Prior to language pack installation, JWPce (in WinXP) works with UTF-8. I can type here, save it as txt file and open it in another box (Windows 7). After installation, everything work with Shift-JIS. No matter what I do newer txt file is unreadable in Windows 7.
KanjiTomo Redux
Previously, I accepted all the 口 from KanjiTomo, save them as txt file and open them in Windows 7. This method produced 5/9 detection rate.After language pack installation I can see the default selection as well as other alternatives in the list.
Steps to Test:
Using the same test data as SmartOCR Lite
- Read all that detected incorrectly by SmartOCR
- Read (random picks) those unreadable by SmartOCR
- Read (random picks) those detected correctly by SmartOCR.
Result
From 15 invalid detection, お always got 七 as "best fit" even though お was listed as an alternative. Kanjimoto always failed to detect double punctuation marks (!! and !?) as well; but the other 9 were detected correctly.
Those unreadable by SmartOCR were detected correctly by KanjiMoto.Those detected correctly by SmartOCR were detected correctly by KanjiMoto as well.
KanjiMoto OCR engine has better detection capability - considering caveats below.
Caveats
Character selection in KanjiMoto is fragile. Precision in click-n-drag is paramount.
Sometimes single character can be detected as 2 characters. Other times (and this is the worst) different boxing yields different character. Refer to the image on the side. Observe how the 2nd attempt (with tight boxing) produces correct character while the first attempt (with almost equal spacing on all sides; box doesn't intersect neighboring character) produces wrong character.
To clarify: it's not about tightness. Simply that different boxing may yield different characters. In fact for this particular character getting the wrong result is harder than getting the correct one.
I got the impression this application relies on dictionary to guess some characters. If I box 3 characters that form a phrase/meaning I'd got that phrase. On the other hand, if I box 2 characters that doesn't form any, the default for 1st &/ 2nd characters may be wrong or blank.
Conclusion
For quick and dirty processing, SmartOCR Lite is the clear winner among 3 participants; however, considering its weakness, it is better fit to process a textbook with plain font.

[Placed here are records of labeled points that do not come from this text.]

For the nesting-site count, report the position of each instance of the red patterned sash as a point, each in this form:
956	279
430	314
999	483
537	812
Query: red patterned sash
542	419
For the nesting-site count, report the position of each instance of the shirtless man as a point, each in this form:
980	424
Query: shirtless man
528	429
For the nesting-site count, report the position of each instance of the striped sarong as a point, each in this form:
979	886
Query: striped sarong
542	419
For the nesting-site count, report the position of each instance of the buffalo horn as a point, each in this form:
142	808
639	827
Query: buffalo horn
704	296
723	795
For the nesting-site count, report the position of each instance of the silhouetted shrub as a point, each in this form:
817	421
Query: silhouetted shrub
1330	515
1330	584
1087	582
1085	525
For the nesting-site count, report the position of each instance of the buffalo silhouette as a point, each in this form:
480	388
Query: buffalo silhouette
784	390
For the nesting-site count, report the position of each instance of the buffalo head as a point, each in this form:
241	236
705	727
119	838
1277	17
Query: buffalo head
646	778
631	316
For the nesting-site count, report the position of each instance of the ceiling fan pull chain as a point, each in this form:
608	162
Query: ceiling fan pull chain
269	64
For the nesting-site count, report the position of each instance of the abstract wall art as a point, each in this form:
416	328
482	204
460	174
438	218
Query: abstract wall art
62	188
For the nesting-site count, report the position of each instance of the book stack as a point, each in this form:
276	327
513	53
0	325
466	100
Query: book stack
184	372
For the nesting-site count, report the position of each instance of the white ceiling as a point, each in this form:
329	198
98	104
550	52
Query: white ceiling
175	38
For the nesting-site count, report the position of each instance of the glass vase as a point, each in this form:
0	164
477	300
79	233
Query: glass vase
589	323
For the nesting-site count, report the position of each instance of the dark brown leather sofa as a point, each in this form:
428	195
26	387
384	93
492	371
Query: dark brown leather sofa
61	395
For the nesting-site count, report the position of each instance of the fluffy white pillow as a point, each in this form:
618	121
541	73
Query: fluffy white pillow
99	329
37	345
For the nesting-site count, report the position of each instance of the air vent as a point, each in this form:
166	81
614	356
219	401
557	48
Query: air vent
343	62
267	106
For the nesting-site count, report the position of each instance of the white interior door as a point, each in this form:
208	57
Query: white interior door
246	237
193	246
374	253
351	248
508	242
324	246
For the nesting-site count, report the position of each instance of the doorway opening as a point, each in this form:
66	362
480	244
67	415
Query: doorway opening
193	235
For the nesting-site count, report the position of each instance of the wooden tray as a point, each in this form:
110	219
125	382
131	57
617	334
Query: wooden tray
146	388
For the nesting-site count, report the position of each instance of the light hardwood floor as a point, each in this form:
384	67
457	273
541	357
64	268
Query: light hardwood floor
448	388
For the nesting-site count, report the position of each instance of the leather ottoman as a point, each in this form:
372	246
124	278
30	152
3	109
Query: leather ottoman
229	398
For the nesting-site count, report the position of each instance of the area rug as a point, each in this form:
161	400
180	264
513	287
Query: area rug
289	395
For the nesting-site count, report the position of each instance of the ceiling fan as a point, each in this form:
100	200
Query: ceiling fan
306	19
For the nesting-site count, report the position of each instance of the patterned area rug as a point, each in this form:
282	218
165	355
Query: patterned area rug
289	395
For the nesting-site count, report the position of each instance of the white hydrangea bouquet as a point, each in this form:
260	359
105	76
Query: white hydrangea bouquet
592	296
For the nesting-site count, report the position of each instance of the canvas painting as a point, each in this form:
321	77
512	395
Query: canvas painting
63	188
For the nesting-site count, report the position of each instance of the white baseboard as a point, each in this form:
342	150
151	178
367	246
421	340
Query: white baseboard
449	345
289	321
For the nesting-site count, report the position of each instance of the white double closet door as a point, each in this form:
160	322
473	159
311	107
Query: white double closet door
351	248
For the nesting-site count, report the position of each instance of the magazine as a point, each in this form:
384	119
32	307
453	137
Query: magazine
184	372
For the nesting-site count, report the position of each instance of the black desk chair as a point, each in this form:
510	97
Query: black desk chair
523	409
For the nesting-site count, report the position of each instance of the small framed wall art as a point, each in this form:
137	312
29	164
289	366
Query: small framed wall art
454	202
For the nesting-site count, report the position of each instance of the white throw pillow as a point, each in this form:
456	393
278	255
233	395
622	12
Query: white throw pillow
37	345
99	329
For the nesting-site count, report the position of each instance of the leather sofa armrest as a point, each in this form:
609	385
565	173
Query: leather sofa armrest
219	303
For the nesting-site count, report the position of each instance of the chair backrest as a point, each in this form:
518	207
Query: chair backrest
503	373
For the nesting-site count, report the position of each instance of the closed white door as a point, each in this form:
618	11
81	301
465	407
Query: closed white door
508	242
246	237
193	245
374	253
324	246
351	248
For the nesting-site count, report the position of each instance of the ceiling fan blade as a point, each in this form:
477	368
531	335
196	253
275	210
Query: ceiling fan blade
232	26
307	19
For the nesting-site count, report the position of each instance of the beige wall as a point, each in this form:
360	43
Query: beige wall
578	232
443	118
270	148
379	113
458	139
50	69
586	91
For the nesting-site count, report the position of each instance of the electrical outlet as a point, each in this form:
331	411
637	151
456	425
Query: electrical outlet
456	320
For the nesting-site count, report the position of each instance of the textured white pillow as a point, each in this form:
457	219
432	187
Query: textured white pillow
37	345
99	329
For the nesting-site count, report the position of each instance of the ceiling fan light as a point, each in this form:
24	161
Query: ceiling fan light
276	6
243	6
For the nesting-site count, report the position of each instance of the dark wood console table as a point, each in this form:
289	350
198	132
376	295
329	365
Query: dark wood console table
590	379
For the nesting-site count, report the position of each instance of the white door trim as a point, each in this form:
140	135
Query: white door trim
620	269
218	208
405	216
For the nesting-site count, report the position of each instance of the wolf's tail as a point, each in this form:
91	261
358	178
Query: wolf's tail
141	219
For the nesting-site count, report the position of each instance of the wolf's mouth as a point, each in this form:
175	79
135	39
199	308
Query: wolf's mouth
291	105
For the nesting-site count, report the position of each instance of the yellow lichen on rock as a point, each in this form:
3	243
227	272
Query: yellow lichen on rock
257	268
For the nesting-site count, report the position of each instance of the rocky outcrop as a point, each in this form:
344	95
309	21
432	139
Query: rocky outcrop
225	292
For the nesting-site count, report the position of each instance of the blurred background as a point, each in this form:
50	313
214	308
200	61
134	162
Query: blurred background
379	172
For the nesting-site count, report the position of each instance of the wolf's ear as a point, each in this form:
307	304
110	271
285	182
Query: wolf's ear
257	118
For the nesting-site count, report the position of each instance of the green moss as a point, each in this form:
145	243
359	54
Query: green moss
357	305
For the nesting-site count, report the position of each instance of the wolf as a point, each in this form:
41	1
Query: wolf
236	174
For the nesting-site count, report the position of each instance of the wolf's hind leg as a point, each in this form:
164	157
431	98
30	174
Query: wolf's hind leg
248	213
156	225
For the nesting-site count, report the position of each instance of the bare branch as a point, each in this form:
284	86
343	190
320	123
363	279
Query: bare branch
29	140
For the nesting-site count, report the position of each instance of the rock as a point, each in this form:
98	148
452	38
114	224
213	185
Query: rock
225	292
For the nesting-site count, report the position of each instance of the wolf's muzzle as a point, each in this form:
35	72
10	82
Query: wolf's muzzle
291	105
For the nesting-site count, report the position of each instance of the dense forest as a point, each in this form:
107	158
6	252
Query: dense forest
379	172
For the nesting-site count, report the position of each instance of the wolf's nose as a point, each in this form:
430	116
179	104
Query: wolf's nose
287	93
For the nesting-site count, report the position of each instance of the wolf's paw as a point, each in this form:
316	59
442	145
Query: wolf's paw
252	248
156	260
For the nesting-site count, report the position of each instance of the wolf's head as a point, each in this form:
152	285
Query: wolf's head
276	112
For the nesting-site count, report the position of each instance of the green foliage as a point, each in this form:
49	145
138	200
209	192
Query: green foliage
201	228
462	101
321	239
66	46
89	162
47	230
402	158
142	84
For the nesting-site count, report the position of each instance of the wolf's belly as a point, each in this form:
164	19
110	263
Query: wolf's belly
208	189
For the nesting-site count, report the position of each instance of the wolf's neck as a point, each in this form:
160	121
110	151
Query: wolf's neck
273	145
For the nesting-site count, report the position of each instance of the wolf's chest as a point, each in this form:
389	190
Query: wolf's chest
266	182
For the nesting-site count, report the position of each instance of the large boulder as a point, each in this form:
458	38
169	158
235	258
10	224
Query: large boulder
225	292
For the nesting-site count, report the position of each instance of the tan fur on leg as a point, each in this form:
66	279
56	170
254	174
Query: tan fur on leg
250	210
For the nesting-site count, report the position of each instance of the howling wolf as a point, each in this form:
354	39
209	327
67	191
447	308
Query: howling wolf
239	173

Applying binarization (aka thresholding) from Capture2Text may increase success rate a bit, but I doubt the underlying OCR engine can properly process thick-rounded fonts as per test data above.For accuracy KanjiMoto is the clear winner.
Considering the hassle of KanjiMoto, the recommended way is to use SmartOCR first followed by KanjiMoto to fill in the blanks.